# Venison haunch recipe



## badgero (Sep 5, 2015)

Hi all

Need to pick your brains.

I have a haunch of venison coming in a week or so and I`m not sure what to do with it. I have a good spicy roast recipe which does involve a brine of sorts for about 10 days and the usual game cooking books all say that the joint needs to be hung/marinaded for a week to 10 days, so that`s cool. 

I`d like to hot smoke it at a low temp for 5-6 hours (maybe), but any ideas for a rub, a marinade, some timings and temps etc?

Some ideas would be gratefully accepted.

Thanks guys


----------



## kc5tpy (Sep 6, 2015)

Hello.  You are on track as far as my knowledge takes me.  I would add the tastes I wanted to the brine and hen salt and pepper to smoke.

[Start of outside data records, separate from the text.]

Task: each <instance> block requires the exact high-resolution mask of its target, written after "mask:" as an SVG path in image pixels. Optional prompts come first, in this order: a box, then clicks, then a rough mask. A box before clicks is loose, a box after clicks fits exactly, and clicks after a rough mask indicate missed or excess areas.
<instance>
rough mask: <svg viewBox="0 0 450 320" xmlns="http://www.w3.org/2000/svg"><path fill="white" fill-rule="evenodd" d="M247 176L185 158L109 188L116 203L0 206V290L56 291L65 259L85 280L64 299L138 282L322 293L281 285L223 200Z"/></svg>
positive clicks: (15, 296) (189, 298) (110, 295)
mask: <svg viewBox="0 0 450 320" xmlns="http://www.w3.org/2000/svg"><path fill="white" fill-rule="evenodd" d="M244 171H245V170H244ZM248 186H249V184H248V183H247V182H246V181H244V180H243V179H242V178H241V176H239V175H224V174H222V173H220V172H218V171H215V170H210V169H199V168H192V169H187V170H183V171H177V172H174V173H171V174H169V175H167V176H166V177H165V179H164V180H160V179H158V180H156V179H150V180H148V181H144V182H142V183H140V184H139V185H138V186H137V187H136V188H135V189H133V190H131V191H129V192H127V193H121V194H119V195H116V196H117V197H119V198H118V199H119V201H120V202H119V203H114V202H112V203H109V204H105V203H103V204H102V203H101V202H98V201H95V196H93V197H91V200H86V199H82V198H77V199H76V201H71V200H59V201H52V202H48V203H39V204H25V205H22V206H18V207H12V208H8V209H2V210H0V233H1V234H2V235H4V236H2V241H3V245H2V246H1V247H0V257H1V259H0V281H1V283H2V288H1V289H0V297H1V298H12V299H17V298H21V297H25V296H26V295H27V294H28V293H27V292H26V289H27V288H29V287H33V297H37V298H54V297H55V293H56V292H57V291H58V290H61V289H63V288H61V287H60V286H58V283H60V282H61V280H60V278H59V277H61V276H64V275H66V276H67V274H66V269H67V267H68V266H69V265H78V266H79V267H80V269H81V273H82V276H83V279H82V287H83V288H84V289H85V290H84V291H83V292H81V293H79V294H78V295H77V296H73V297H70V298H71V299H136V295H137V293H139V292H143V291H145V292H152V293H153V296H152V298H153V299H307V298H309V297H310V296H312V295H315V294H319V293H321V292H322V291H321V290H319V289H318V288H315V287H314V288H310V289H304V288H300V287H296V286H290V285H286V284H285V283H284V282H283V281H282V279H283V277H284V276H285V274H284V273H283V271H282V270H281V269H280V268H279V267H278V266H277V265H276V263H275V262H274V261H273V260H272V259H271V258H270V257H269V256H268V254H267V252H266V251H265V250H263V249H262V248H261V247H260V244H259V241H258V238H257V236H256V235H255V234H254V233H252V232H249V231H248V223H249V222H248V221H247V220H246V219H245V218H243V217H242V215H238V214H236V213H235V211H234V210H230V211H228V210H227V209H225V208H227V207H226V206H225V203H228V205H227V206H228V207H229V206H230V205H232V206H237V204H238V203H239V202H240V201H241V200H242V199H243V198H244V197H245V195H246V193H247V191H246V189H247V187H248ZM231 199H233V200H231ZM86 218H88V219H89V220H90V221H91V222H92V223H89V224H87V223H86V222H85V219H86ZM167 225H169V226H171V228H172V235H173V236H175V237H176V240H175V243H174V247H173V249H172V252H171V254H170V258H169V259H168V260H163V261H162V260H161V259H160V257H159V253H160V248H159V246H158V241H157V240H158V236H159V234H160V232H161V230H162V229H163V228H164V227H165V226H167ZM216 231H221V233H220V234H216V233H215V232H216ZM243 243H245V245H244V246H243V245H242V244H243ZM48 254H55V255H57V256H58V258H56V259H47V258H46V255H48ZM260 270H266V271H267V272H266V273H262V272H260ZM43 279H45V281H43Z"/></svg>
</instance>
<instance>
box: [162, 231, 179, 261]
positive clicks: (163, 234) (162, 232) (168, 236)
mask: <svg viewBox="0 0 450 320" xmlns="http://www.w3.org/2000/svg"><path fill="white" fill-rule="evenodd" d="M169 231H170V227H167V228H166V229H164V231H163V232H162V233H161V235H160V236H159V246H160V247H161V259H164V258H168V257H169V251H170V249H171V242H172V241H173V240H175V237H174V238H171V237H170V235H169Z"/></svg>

Time?  Temp.?  Many here may not agree but I would throw it on hte smoker at 350F..  Leave it for 20-30 minutes and then close the smoker down until you reach about 225/250.  Hold that until it is done.  I would not take that haunch above IT of 135/140.  Venison can be dry.  So wrap in foil and keep warm for at least 1 hour.  Keep Smokin!

Danny


----------



## pineywoods (Sep 6, 2015)

If you asked this in the "Wild Game" section of the main forum you would get a lot more advice

Personally when I do these I inject them and smoke at 225-250 till internal of 135-140

As Danny says they will dry out if you try to take the internal too high


----------



## foamheart (Sep 6, 2015)

Pineywoods said:


> If you asked this in the "Wild Game" section of the main forum you would get a lot more advice
> 
> Personally when I do these I inject them and smoke at 225-250 till internal of 135-140
> 
> As Danny says they will dry out if you try to take the internal too high


Have you ever tried a buttermilk marinade? Two days on the kitchen counter in just buttermilk unrefrigerated. It breaks it down a little bit making it a bit more tender. Then injecting a compound butter into the meat? A friend does that and its mighty tastee. Oh, he also wraps it in bacon.

I can't be too specific, but I have seen him do it and tasted the result. Mighty Tastee!


----------



## kc5tpy (Sep 7, 2015)

Hi Foam!!  Long time no speak!  I LIKE it buddy.  Buttermilk marinade should work GREAT!  Nice touch.  Keep Smokin!

Danny


----------